The implications of understanding fault networks as ergodic systems are addressed here by using the Thirumalai-Mountain metric that identifies effective ergodic periods, when long but finite time intervals are considered. This framework was proven to be useful in statistical seismology studies. Initially, it was established that that the metric can be used to quantify seismicity clustering. Periods of effective ergodicity were characterized by the occurrence of declustered seismicity. This interpretation was implemented for synthetic and seismic data from southern California and Canadian mines.

Next, methods used in the estimation of regional seismic hazard were applied to mining induced seismicity. The interpretation of this metric as a measurement of seismicity clustering was fundamental to the adaptation of these techniques to mining seismicity. The latter also provided a better understanding of the mechanism for increased efficiency of hazard assessment methods based on seismic patterns during these ergodic periods.

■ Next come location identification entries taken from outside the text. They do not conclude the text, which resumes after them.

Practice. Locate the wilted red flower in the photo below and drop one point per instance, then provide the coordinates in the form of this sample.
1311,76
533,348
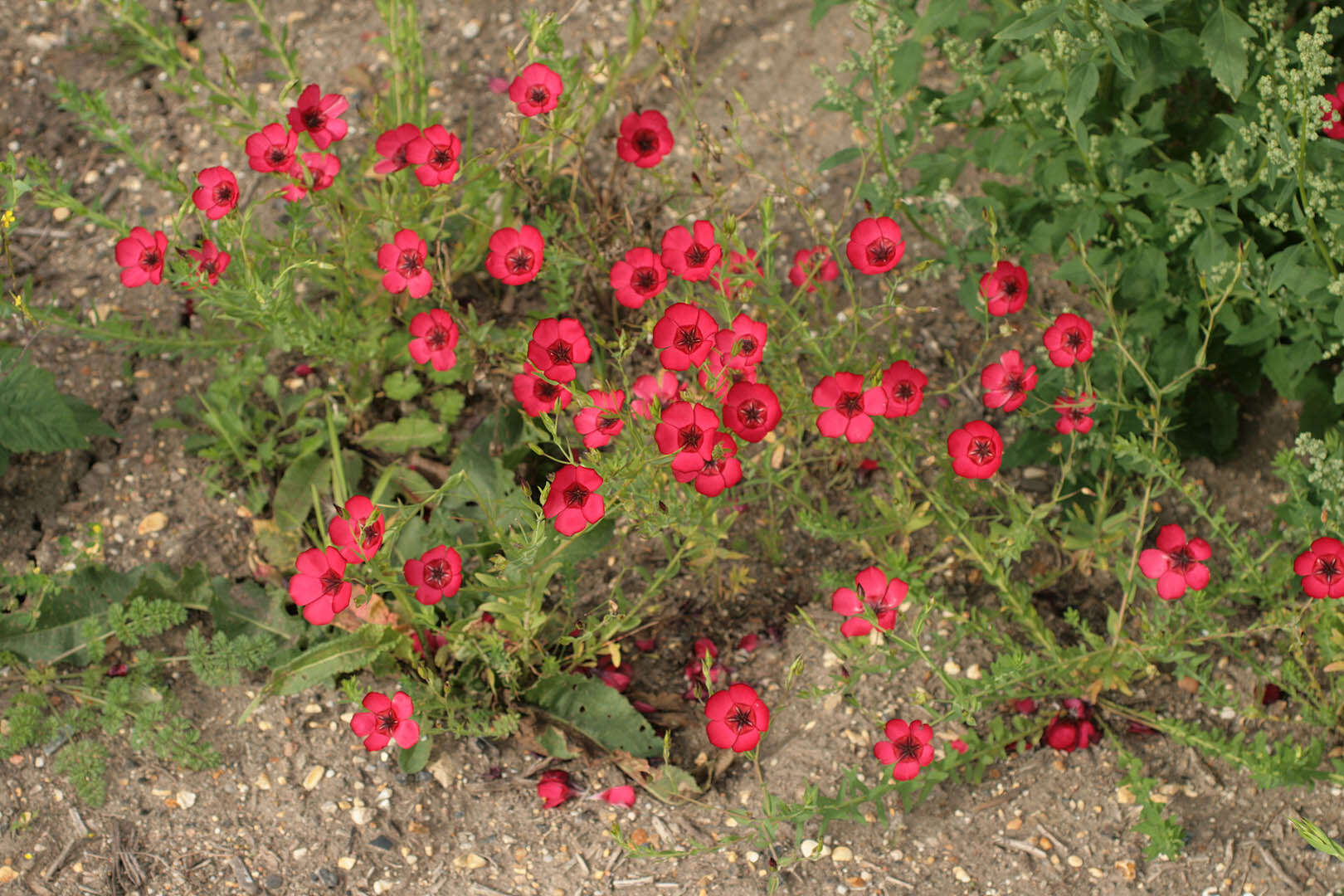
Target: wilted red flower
212,262
737,719
557,345
392,145
436,575
358,533
320,586
515,256
648,388
572,501
850,407
387,719
644,139
976,450
686,427
752,410
639,277
319,116
686,334
813,266
1069,340
538,395
141,257
875,245
1007,383
601,422
403,260
537,90
903,386
1176,563
218,192
906,748
691,254
554,787
1074,412
1004,289
436,155
875,592
1322,567
435,338
272,149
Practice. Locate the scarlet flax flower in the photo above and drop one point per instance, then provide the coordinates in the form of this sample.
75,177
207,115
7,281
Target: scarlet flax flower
737,719
387,719
572,501
436,575
908,747
1176,563
320,586
849,406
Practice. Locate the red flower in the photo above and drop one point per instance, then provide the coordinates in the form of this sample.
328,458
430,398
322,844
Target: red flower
537,90
976,450
403,260
392,145
686,334
600,423
1069,340
212,262
1335,129
1074,412
436,155
644,139
387,719
1322,567
906,748
743,344
554,787
557,345
687,427
737,719
435,338
272,149
622,796
319,116
813,266
639,278
538,395
875,245
141,257
850,406
1007,383
713,472
218,192
752,410
1176,563
515,256
436,575
647,388
691,254
878,592
903,386
572,500
320,586
1004,289
358,533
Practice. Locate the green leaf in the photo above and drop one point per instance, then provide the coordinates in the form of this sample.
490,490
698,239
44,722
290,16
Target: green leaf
598,712
402,436
1224,51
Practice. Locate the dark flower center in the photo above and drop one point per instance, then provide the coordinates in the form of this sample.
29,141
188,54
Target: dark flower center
880,251
519,260
981,450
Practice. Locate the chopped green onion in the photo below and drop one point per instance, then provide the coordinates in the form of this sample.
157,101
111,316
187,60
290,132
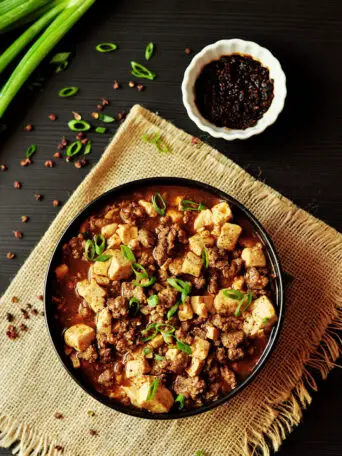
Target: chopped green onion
149,50
180,401
139,275
30,151
140,71
100,130
172,310
74,148
156,199
79,125
134,304
152,389
89,251
153,300
158,357
100,243
183,347
106,47
188,205
87,148
205,258
68,91
150,282
103,258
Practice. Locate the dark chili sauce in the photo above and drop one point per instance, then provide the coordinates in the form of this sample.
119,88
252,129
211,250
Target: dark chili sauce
234,91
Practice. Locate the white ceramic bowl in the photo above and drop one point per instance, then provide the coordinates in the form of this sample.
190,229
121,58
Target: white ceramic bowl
214,52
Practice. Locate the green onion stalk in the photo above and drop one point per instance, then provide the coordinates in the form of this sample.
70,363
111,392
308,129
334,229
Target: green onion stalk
73,11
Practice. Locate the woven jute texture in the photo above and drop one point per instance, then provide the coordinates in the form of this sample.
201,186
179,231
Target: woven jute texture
34,385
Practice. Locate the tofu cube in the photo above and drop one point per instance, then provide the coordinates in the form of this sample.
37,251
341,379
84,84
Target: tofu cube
92,293
204,218
108,230
192,264
149,208
225,305
185,311
253,256
261,315
137,367
79,336
221,213
120,268
229,236
127,233
104,322
175,215
212,333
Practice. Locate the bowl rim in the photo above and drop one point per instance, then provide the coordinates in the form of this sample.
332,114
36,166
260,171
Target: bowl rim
91,208
189,100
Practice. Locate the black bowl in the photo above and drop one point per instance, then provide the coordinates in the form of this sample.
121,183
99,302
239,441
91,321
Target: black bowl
72,230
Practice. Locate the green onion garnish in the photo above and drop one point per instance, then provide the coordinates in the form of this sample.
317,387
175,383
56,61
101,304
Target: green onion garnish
152,389
74,148
183,347
140,71
158,357
149,50
100,130
153,300
100,243
150,282
79,125
106,47
139,275
30,151
134,305
188,205
159,203
68,91
172,310
87,148
205,258
180,401
127,252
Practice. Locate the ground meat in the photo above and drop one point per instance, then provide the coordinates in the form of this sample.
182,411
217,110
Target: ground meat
235,353
232,339
190,387
228,377
255,279
118,306
90,354
146,237
106,378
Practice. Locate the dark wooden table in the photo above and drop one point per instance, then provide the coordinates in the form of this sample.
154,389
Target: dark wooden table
300,155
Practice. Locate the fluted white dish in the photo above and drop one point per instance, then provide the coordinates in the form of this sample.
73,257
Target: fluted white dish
214,52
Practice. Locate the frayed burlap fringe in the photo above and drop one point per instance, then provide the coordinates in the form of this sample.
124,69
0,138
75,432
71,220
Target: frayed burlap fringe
278,405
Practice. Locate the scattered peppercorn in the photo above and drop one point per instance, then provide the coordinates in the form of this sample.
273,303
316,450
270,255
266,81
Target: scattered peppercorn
9,317
18,234
12,332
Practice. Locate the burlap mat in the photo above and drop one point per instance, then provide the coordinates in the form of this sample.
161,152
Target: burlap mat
34,385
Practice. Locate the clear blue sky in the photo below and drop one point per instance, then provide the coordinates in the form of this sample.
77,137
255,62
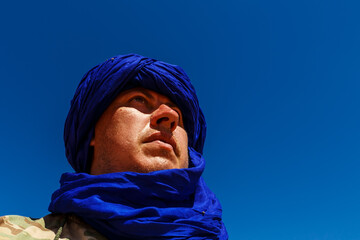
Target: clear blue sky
278,82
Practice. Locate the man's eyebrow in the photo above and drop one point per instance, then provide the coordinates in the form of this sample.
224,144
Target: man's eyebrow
150,96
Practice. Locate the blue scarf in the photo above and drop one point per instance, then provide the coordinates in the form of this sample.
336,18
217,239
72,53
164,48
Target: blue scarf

In addition, this metric was employed in order to develop a robust seismic declustering technique that does not depend on a large number of parameters. Optimization methods and the Gutenberg-Richter law were used as constraints to identify clustered events in a given dataset. This method was applied to a synthetic catalog and seismic data from regions with different tectonic settings: southern California, Taiwan, Switzerland and the Gibraltar arc. Comparison to other declustering methods applied to the datasets did not show the same success due to their parameter dependence.

The effects of location errors on a particular pattern-based seismic hazard assessment technique was also studied. Perturbed catalogs were generated from the southern Californian dataset by adding noise to epicenter locations. Seismicity trends identified by the metric did not change with the increase in noise levels. A combination of the latter and the large number of small events offset the effects of location errors in the performance of the considered method in retrospective forecasts, where no systematic degradation was found. This indicates that these uncertainties do not affect the technique significantly. The same occurred for smaller catalogs.

Finally, remarks on the advantages and limitation of the framework are discussed along with suggestions of future work.